Sunday, April 1, 2012

English is a Protist?

I just finished reading David Mitchell's column in the Guardian and clicked a link to another story that caught my eye. The corrections and clarifications column editor on… grammar and spelling
We all know English is the vampire amoeba that never sleeps. That is, our reasoning brains know this; just as they know all languages absorb and mutate over time.
After stepping over the bad metaphor in the first sentence I got stuck on the second one and had to read it three times before I figured out what "that" refers to. (The wide-awake make-believe single-celled organism. I'm pretty sure nothing in Kingdom Protista ever sleeps. Ironically, though, sleeping sickness is caused by a kinetoplastid flagellate.)

I think the message here is that someone who knows the grammar rules can still be a bad writer. I almost stopped reading at the first paragraph but I pressed on.

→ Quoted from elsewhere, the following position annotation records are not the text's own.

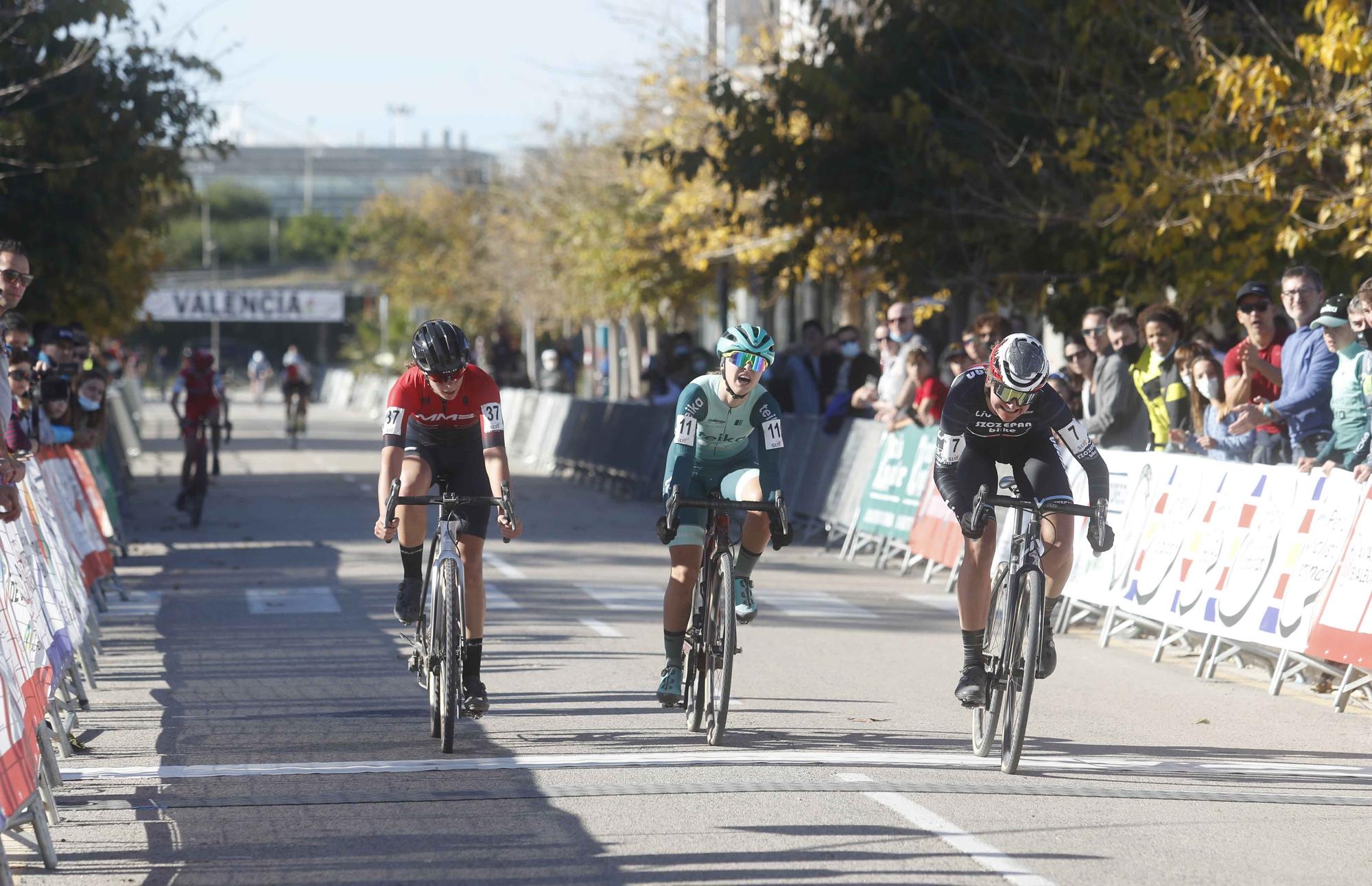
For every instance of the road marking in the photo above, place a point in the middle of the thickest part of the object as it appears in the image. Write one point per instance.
(504, 567)
(600, 627)
(499, 600)
(812, 606)
(625, 597)
(522, 789)
(139, 604)
(943, 603)
(292, 601)
(931, 822)
(928, 761)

It got worse.
When we watch a word lose the precision of meaning we were taught... perspective can fly out of the window and emotion rush in, often under the banner of Defending Civilised Values as We Were Taught Them at an Impressionable Age. Possibly by someone rather given – breakfast table? schoolroom? – to fulminations of a superior sort.
I think she's talking about my mama. My mama taught me to rewrite an awkward sentence. She also taught me not to pile on the unusual punctuation. You can use it here and there when things are getting boring, but if you try that shit in every long sentence you look like an ass.
Where we do aim to correct spelling errors in online pages is in headlines, or the names of people, places and organisations. We don't pretend to have the resources for micro-fixing every their and they're, or it's and its, or led and lead.
Really? That's depressing as hell. The Guardian doesn't have the resources? Why are they hiring writers who don't type that correctly themselves? Proofreading your own typing is allowed. So is correcting it after you publish. I do it all the time. I was kind of hoping that my ability to put apostrophes in the right place might turn into something like a paying gig. I guess that skill is about as useful as lamp lighting. In this ruined world you can be a terrible writer who isn't even willing to fix the most embarrassing homonyms and be an Associate Editor at The Guardian.

I wish I had just stopped reading after the David Mitchell story. Here's my favorite part.
With greater demands on their time and physique, it's no surprise that the sportspeople of today can seem one-dimensional – and I don't just mean they're thinner.
That's a beautiful sentence. See how he used the dash and the em dash correctly? And "they're" is not "their" or "there"? He even got "it's" right. And it's a great joke! The Guardian does apparently allow a columnist to get things right themselves, they just won't help an incompetent improve.

I suppose the lesson for me is to aspire to be more like David Mitchell than Leslie Plommer. Easy.